Types of Kitchen Knives

  • Western, European, and German are all synonyms used to describe the classic kitchen knife as we all know it. The image that comes to mind has a curved blade running from the tip down into a wide flatter section closer to the handle. The handle is in line with the spine and shaped to fit the hand. They have heavy steel bolster between the blade and the handle for weight distribution. They are usually full tang construction; the steel runs the full length of the knife and can be seen between the handle slabs. They tend to be heavy and a bit ungainly in the hand. This design works well with a rocking style cut.

    Chef Knife is the iconic image that comes to mind when you think about a kitchen knife. The big knife we use daily to prepare meals. Always used against a cutting board. They typically have 7-12 inches long blades.

    Paring knife is the second iconic image that comes to mind as the small knife in the kitchen. Often used freehand while peeling fruits or vegetables. They typically have 3-4 inches long blades.

    Serrated or bread knife is the knife we use to saw through a loaf of bread or occasionally tomatoes. The advantage of a serrated edge is that they remain sharp for an extended period. The tip of teeth are not the cutting edges; the sharp edge is the space between the tips. The tips merely protect the cutting edges from the cutting board, which is why they remain sharp longer. Tomato knives typically have 5-6 inches long blades, with a fork at the tip while bread knives are quite a bit longer, 8-12 inches long blades, usually with a blunt tip.

    Utility knife is the in-between knife. Bigger than a paring knife but smaller than a chef knife. They work better against a cutting board that a paring knife, but some are a bit too large for freehand work. They typically have 5-6 inches long blades.

    Japanese knives, traditional and modern. Traditional Japanese knives have a flatter shape to the blade, sometimes completely straight and usually single beveled. They are used in a slicing motion, forward or rearward. Some are used in a vertical chopping motion. They are traditionally constructed with a hidden tang, the steel ends short in the handle. This makes them lighter weight and slightly forward balanced. They are highly specialized, and all have unfamiliar names. There are knives used only to slices puffer fish and knives used only to fillet eels. There is even one used solely to pin the eels head to the board while filleting it. There are a few modern Japanese style multipurpose knives, most of which have double beveled blades.

    Santoku is a relatively modern knife by Japanese standards. If you have a block of kitchen knives, you may even own on. It would be that one knife that stands out as different from the rest of the set. It has a flatter blade but maintains just enough curvature at the tip to make rocking cuts. The blade will be thinner and lighter that the rest of the set and it will cut better that all of them. It is often referred to as the knife of three virtues. Usually thought of as the ability to work well on fish, meat, and vegetables. To the Western mind all knives should be able to do this, but to the Japanese this was a novelty. Typically, with a 6-8 inches long blade.

    Gyuto is essentially a modern Japanese copy of the Western Chef Knife.

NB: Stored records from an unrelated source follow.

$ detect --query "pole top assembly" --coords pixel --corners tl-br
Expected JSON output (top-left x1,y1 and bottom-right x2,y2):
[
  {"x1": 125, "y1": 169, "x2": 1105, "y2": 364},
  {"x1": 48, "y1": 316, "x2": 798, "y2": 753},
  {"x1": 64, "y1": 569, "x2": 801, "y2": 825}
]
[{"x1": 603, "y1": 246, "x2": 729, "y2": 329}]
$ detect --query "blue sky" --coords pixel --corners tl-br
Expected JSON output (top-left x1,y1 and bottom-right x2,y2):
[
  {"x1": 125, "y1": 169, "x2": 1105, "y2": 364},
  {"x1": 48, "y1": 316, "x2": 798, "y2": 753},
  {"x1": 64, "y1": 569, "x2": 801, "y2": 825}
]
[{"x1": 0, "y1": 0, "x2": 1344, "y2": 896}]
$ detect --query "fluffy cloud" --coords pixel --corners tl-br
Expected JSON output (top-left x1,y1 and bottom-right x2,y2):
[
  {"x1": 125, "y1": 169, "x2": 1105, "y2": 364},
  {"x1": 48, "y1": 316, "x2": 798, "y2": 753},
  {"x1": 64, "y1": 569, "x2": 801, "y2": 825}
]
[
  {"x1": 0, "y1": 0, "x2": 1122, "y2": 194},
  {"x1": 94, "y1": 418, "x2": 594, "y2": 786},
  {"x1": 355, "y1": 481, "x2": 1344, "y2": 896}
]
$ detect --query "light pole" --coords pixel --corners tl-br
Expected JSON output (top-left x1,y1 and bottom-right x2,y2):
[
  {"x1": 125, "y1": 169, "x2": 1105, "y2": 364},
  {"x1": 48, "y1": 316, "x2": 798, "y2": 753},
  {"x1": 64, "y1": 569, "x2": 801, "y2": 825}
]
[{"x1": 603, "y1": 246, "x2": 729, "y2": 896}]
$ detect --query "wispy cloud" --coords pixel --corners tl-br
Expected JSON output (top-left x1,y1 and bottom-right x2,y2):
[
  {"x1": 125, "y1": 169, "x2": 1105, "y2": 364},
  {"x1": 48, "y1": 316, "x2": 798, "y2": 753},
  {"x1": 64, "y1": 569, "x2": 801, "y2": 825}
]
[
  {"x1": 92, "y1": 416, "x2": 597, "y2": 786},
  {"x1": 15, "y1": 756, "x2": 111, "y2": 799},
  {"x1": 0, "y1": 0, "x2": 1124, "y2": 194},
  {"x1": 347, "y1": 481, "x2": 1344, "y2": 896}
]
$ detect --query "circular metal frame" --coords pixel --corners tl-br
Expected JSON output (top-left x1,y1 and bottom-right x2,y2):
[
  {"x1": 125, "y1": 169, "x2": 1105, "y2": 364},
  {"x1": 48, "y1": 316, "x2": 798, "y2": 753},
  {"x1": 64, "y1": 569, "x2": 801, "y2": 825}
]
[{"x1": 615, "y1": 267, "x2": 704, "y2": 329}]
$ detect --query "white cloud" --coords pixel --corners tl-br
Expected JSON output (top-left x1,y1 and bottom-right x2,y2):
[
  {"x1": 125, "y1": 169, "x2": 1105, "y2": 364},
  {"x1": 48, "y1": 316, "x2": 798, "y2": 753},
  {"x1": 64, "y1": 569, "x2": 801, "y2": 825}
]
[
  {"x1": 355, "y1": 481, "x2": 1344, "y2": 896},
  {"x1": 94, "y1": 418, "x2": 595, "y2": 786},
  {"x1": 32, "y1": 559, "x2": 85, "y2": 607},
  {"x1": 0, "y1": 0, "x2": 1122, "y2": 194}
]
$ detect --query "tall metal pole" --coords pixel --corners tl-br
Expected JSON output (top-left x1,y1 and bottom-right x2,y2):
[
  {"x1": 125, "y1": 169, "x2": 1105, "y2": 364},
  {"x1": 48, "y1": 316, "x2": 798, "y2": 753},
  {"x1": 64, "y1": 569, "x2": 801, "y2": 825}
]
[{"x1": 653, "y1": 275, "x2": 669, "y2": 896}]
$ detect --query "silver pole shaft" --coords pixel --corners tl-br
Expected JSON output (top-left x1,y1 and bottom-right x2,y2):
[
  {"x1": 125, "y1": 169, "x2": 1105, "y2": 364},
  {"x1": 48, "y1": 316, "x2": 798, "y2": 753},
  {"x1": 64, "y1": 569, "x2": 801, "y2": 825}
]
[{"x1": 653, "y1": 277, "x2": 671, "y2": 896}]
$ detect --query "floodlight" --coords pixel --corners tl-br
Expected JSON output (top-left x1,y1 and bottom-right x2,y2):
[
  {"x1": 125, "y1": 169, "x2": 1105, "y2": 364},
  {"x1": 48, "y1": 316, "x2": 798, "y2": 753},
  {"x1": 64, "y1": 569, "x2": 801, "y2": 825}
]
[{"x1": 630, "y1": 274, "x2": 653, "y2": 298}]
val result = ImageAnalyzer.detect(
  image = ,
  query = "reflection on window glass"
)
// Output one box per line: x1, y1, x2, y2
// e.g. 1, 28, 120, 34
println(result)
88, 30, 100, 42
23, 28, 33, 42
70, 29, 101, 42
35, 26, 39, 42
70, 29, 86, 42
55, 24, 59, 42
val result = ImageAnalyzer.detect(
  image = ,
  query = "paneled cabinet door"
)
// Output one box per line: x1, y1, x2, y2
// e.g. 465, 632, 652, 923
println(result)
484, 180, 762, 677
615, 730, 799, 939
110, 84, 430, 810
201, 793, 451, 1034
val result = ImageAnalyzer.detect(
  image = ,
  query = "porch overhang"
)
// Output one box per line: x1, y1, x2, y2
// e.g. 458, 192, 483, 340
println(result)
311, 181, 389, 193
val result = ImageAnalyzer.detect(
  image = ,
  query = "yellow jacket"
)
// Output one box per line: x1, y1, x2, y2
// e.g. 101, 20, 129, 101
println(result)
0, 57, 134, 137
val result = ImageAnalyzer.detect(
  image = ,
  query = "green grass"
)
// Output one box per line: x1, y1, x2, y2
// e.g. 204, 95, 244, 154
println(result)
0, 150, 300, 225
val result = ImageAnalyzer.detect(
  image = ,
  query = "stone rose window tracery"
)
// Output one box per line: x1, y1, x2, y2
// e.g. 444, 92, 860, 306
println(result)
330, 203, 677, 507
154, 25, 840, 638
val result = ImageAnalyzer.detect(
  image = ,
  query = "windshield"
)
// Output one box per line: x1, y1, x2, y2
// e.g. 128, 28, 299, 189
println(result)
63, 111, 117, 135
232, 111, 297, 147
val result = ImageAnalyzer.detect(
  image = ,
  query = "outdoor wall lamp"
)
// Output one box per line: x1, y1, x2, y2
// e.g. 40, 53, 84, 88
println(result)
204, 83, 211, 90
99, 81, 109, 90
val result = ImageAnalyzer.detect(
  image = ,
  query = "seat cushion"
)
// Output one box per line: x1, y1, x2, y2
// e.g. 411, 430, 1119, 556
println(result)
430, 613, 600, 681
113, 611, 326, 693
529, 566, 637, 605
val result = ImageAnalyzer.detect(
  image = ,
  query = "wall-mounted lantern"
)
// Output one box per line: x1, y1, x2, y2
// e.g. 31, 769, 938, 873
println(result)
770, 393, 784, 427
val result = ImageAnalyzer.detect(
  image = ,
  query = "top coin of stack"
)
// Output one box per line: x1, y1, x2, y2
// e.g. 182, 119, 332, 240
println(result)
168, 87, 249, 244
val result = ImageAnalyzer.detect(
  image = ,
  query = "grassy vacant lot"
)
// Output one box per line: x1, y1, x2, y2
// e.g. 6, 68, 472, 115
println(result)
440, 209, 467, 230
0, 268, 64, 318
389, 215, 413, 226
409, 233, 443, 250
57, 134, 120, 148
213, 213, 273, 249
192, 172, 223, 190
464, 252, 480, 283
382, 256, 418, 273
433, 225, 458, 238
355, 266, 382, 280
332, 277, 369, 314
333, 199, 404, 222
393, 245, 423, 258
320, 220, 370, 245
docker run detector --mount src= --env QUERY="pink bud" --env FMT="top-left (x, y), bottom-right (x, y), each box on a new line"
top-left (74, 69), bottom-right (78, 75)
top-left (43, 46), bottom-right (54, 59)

Typically, thinner, and lighter and usually with a partial tang construction. Typically, 8-11 inches long blade.

    Petty is very similar to the western Utility knife. The name is a derivative of the French word petite, meaning small. A midsized knife for general purpose cutting but with the flatter blade profile typical of traditional Japanese knives. Usually, with a 5-7 inches long blade.

    Kiritsuke is a long multipurpose blade with a straight section near the handle and a slight curve near the tip. The tip is always a reverse tanto. A straight section running from the point back toward the spine at an angle. Generally, of hidden tang construction. Typically, with an 8-12 inches long blade. This is one of the few traditional Japanese knives that is multipurpose in nature. Santoku, Gyuto and Petty are all relatively modern Japanese style knives.